José Vicente Peiró Barco





Ricardo Bellveser: El exilio secreto de Dionisio Llopis. Alzira, Algar Editorial - del Taller de Mario Muchnik, 2002, y El agua del abedul, Madrid, Visor, 2002.

La novela sobre la guerra civil española de 1936 ha generado numerosos núcleos temáticos -sobre todo desde la transición democrática- como el del maquis, el del personaje de Franco, el puramente historicista o el del exilio, hasta el punto de que cada uno de ellos ha vertebrado un corpus de obras de dispar interés, que generalmente ha sido aglutinado con los títulos de «Novela de la guerra» o «Novela de la posguerra». Entre estos núcleos, la novela del exilio español del 39 ocupa un lugar preferente en las letras españolas desde Max Aub y su ciclo El laberinto mágico, sin olvidar aquella maravillosa creación de 1962 de Carmen Mieza titulada La imposible canción, que relataba la difícil vida de los españoles exiliados en México. La literatura contemporánea española ha encontrado en el tema una de sus fuentes argumentales importantes. Sin embargo, frecuentemente encontramos en los manuales la definición «Novela del exilio» para referirse a las creaciones de los autores que lo padecieron, pero no se hace apenas mención de la «Novela sobre el exilio» -o si se hace es dentro de «Novela de la guerra civil»-; sobre aquella cuya trama argumental gira alrededor de asuntos relacionados con el éxodo de millones de españoles durante y después de la contienda. Por otra parte, «el exilio» suele considerarse como un subtema dentro de un marco generalmente denominado «Realismo social» o como mucho bajo una característica como la del retorno a la narratividad. Sin entrar en polémicas, sugerimos que sería necesario un replanteamiento del tema para encontrar qué vertientes podemos hallar bajo los argumentos de estas creaciones.

Las novelas sobre el exilio destacadas van a quedar marcadas por la que desde este principio de siglo será su referente posiblemente: El exilio secreto de Dionisio Llopis de Ricardo Bellveser. No es necesario descubrir la obra creativa y crítica de Bellveser por ampliamente conocida, aunque suele ser un autor que se adscribe a la poesía. Desde 2002, ya no será factible esta idea, porque su primera gran incursión novelística es uno de los acontecimientos más relevantes de la literatura valenciana -y española- de principios de siglo.
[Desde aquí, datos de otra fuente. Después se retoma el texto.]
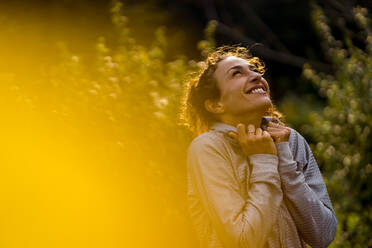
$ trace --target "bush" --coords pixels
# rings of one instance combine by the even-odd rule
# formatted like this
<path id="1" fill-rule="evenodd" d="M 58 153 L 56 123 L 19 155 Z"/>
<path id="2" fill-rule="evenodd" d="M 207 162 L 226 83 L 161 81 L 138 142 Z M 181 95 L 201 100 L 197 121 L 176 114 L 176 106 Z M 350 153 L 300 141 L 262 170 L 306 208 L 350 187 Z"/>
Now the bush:
<path id="1" fill-rule="evenodd" d="M 372 33 L 367 10 L 357 7 L 354 18 L 364 42 L 351 36 L 336 40 L 321 8 L 313 21 L 323 39 L 334 73 L 317 73 L 306 65 L 303 74 L 327 99 L 321 113 L 311 116 L 313 145 L 326 177 L 338 218 L 334 247 L 372 246 Z"/>

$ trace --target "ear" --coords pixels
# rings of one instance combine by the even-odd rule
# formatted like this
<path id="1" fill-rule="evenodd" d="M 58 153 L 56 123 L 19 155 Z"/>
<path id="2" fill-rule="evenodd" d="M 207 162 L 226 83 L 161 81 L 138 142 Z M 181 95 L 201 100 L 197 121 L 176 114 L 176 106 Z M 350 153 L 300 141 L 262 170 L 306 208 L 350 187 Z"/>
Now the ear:
<path id="1" fill-rule="evenodd" d="M 213 114 L 223 114 L 225 112 L 225 106 L 220 101 L 213 101 L 207 99 L 204 101 L 204 107 L 206 110 Z"/>

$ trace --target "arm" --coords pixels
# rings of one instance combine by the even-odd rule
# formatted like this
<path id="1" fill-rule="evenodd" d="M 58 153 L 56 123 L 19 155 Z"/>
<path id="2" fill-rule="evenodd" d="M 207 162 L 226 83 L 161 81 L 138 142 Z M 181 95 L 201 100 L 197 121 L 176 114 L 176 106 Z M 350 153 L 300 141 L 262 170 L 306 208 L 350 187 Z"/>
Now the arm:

El exilio secreto de Dionisio Llopis es una historia localizada en los últimos días de la guerra civil, cuando las tropas nacionales del general Aranda han entrado en Castellón, y están a punto de hacerlo en Valencia. Es en ese momento cuando un grupo de republicanos decide salvarse de represalias posibles y exiliarse, para lo cual parte hacia la frontera francesa en un autobús, microuniverso de vidas. Desde ese momento, se desatan las peripecias y estallan las circunstancias individuales de cada personaje. Unos cruzarán la frontera, pero otros no. Pero el suspense de la obra radica en la evolución de los acontecimientos de cada ser; en las circunstancias del viaje y en las consecuencias de los actos, para desembocar en la representación de distintos tipos de exiliados.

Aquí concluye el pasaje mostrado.